As this past year ended and our hearts were heavy with the loss of Bishop John Steinbock, the Diocesan Office of Ministries received a grant from the Raskob Foundation to organize a bilingual leadership conference for all Catholic leaders serving Hispanics in the Diocese of Fresno. Immediately Patty Jiménez, the director of the office, thought of Bishop John and his dedication to the Hispanic community, leading the Office of Ministries to designate the event the Bishop Steinbock Hispanic Ministry Convocation. This diocesan-wide convocation will take place May 27-28, 2011 at the Visalia Convention Center.

I was fortunate enough to be invited to help organize the event, and together with Ms. Jimenez and the amazing staff at the Office of Ministries we framed the convocation around the growing Hispanic presence in the Diocese. Nationally, it is projected that by the year 2050 the majority of Catholics in the United States will be of Hispanic descent. Locally this growth is already realized, since it was estimated in 2008 that 75% of the Catholics in the Diocese of Fresno are Hispanic.

As we progressed in our plans for the convocation, we began to reflect upon the two fundamental questions that have emerged for Catholic leaders across the country. Who does Hispanic ministry serve, and who are the people ministering to Hispanics?

Traditionally, Hispanic ministry has been viewed as a language-specific ministry, that is, Hispanic Spanish-speaking leaders ministering to and with Hispanic Spanish-speaking people. While this reality is essential to the understanding of Hispanic ministry, it does not completely reflect the diverse experiences and challenges of Hispanics today. These diverse realities, using broad descriptions, range from recent immigrants who only speak Spanish, to Hispanics who are bilingual and bicultural, to 3rd and 4th generation U.S. born Hispanics who only speak English. Coincidently, reports indicate that 2nd and 3rd generation U.S. born Hispanic youth are the largest population leaving the Catholic Church in the U.S. today.

With such diversity and challenges within the Hispanic population, we organized the convocation around the understanding that Hispanic ministry serves the entire Church and accompanies all Hispanics in their lived contexts and languages. We also concluded that, while most who minister within Hispanic communities are themselves Hispanic, many others are non-Hispanic who may be bilingual or English speaking only, and who often offer ministerial programs in English.

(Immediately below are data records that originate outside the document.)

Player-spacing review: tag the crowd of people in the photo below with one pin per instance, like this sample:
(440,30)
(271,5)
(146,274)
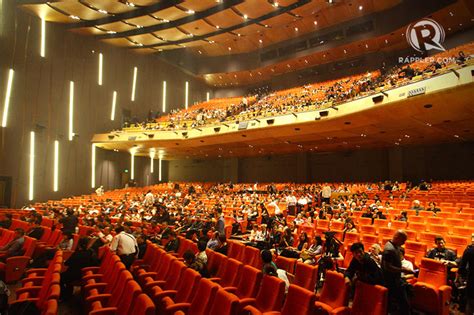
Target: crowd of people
(202,212)
(309,97)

From this wide perspective, we knew a bilingual Hispanic Ministry Convocation would serve everyone involved in ministry throughout the Diocese. The convocation will, therefore, involve all Catholic leaders, teachers and ministers from parishes, schools, farm worker camps, movements, and restorative justice organizations. Together we will discuss the diverse lived realities of Hispanic people in the Diocese. We will also initiate a diocesan working plan for ongoing leadership formation, with the help of several prominent national Catholic leaders in Hispanic ministry.

U.S. Hispanic Ministry will be reporting and covering the Convocation in Visalia this coming weekend.